At my first American meal, I was sitting next to my mother at my sponsor's house. I was very excited to see a huge roast beef at the dinner table. I couldn't wait to taste it. When a piece was placed on my plate, I whispered to my mother, "How am I supposed to eat that?" Everything was to be cut up in bite sized pieces in Laotian cooking.

My second meal was a whole roasted chicken.
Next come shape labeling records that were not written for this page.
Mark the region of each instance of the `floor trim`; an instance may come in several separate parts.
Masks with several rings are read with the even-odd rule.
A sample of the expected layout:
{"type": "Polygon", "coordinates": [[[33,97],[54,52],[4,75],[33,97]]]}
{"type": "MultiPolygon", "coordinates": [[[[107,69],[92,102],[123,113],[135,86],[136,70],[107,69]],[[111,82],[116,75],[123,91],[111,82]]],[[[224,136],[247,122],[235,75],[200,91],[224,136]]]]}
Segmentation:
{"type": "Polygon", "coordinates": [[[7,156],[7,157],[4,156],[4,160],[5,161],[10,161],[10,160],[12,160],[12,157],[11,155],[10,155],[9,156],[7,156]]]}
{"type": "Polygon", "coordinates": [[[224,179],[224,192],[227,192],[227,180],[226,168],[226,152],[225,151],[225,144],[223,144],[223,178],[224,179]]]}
A whole chicken was for four or five meals for a large family in Laos, not one meal.

How is Laotian cooking healthier than other cuisines?

Traditional Laotian cooking is steamed and roasted, not fried. There are no dairy or grain products in Laotian cooking, so it is naturally low fat. Instead of butter and fats, combinations of herbs are used to flavor dishes. Many of the dishes contain large amounts of vegetables and small portions of meat, fish or poultry.

What do you like about the technique of pressure cooking?

The pressure cooker cut down the time to a 1/4 or less. The flavor can really get inside the meat like it has been marinated for days and tenderize the toughest meat like the most expensive ones.

What recipes do you especially like for the pressure cooker?

I really like the Panang Beef because I use the toughest part of the beef and the pressure cooker tenderizes and absorbs the flavor in ten minutes instead of marinating overnight and cooking for two hours.

Black Beans in Coconut Milk also amazing. I usually soak the beans overnight and boil for an hour or 2 hours if I forget to soak them. The texture is also very moist and tender.

Do you have any tips for someone using a pressure cooker for the first time?

The first time I used the pressure cooker I was scared of the whistle and afraid that it would explode. After that I fell in love with it and perfectly safe.

Tell us about the cookbook that you are writing now and any future projects.

I am writing Healthy Laotian Cuisine and working on having my own cooking show and would like to do a food tour in Laos.

I will appear on Laos TV in the summer.

I am also interested in writing a few more cookbooks such as: Laotian Vegetarian, Laotian Gourmet, Laotian Classic, Hot for You Laotian Cuisine. I've had requests to write Laotian Cuisine for Dummies, Laotian Cuisine for Children, Laotian Cuisine for College Students and Laotian Cuisine for the Fondue Wok.

More InfoTop of Page

Penn shares two of her favorite recipes.

Panang Beef

2 tablespoons olive oil
1 tablespoon red curry paste
2 pounds cubed beef for stew
2 teaspoons salt
1 tablespoons sugar (optional)
1 can (13.5 oz) coconut milk
1/4 cup dried roasted peanuts
4 kaffir lime leaves (optional)

Heat the pressure cooker on high heat. Add curry paste and mix well for 30 seconds, Add beef, salt, sugar and kaffir lime leaves. Stir well, allowing the meat to absorb the flavor (about 2 minutes). Add coconut milk and peanuts and sitr well. Close lid and bring pressure to second red ring over high heat. Adjust heat to stabilize pressure at second ring. Cook for 10 minutes.
Serve with rice, lettuce of any kind and cucumber.

Serves 4

Yellow Curry Chicken

2 tablespoons olive oil
1 tablespoon yellow curry powder
2 chicken breasts (about 1 pound), cut in half
2 teaspoons salt
1 tablespoon sugar (optional)
1 can (13.5 oz) coconut milk
1 pound white potatoes, peeled and cubed in 2-inch pieces
1 pound sweet potatoes, peeled and cubed in 2-inch pieces

Heat the oil on medium heat in the pressure cooker. Add curry powder and mix well for 3 seconds. Add chicken and cook each side for 30 seconds. Add salt and sugar. Stir constantly for another 30 seconds, allowing the chicken to absorb the flavor. Add coconut milk, both types of potatoes and stir well. Close lid and bring pressure to second red ring over high heat. Adjust heat to stabilize pressure to second ring. Cook for 5 minutes. Transfer to a serving bowl and serve with rice.